Researcher, William Christen, an associate professor of medicine at Brigham and Women's Hospital in Boston, says that an estimated 1.75 million people have advanced age-related macular degeneration, and 7.3 million are in early stages of the disease.
"This is the first randomized trial to indicate a possible benefit of folic acid, B-6 and B-12 vitamin supplements in reducing the risks of age-related macular degeneration," he state.
Christen and his colleagues collected data from a cardiovascular disease trial involving more than 5,200 women over 40 who reported that they did not have macular degeneration at the study's start.
The women had been randomly assigned to take either a daily combination of folic acid, B-6, and B-12 supplements or a placebo.
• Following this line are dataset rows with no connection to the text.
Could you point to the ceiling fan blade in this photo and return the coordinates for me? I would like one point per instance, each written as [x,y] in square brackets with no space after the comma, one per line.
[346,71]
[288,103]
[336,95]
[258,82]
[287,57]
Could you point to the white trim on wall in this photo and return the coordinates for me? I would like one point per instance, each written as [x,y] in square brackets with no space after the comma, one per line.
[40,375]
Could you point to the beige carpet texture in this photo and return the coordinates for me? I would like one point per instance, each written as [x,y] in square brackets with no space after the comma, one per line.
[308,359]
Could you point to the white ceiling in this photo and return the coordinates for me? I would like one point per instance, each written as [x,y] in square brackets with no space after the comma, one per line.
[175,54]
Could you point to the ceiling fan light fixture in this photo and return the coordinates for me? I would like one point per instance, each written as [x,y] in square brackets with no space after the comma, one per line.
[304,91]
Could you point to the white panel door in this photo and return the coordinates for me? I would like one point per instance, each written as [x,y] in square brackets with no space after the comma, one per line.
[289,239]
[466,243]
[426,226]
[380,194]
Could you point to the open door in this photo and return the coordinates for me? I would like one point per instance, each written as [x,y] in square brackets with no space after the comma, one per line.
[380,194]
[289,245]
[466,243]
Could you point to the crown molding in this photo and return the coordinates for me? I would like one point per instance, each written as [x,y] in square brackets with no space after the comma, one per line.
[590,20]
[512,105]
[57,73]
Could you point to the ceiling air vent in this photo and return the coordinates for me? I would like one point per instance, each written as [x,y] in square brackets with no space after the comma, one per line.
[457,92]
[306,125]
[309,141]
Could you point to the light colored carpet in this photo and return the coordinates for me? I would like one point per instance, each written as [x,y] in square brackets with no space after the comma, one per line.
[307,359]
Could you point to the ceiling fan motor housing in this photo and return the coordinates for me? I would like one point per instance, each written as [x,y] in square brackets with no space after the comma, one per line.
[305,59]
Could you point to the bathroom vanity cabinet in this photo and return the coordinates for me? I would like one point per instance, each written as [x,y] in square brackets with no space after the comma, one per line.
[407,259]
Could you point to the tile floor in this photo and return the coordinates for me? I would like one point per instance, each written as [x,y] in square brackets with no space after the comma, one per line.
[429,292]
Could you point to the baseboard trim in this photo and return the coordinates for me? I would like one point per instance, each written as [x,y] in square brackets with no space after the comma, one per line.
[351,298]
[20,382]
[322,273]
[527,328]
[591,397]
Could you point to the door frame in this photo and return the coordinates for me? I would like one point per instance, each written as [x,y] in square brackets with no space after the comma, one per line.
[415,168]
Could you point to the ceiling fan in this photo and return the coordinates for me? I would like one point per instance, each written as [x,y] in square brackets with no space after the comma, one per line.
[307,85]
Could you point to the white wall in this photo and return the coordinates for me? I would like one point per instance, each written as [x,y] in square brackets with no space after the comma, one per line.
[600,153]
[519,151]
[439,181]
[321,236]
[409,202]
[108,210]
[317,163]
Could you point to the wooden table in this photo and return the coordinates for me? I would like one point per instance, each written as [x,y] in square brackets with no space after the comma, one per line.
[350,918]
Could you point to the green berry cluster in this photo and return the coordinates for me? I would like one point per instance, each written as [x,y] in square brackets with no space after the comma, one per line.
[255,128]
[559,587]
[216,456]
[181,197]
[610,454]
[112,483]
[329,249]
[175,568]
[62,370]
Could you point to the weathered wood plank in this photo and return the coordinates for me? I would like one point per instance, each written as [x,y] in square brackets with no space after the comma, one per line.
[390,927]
They also answered yearly questionnaires for about seven years to track pill adherence and the development of new diseases.
At study's end, 55 cases of age-related macular degeneration were confirmed in the vitamin group and 82 were confirmed in the placebo group.That means that those who took the supplements had a 41% lower risk of being diagnosed with the disease.
Even though the study involved only women, the researchers say, the findings probably apply to all older Americans.
Christen says that these finding are the first to suggest a possible early prevention measure and that more research is warranted, partly to determine the amounts of vitamins necessary to benefit eye health. The doses taken in the study were higher than the daily recommended doses.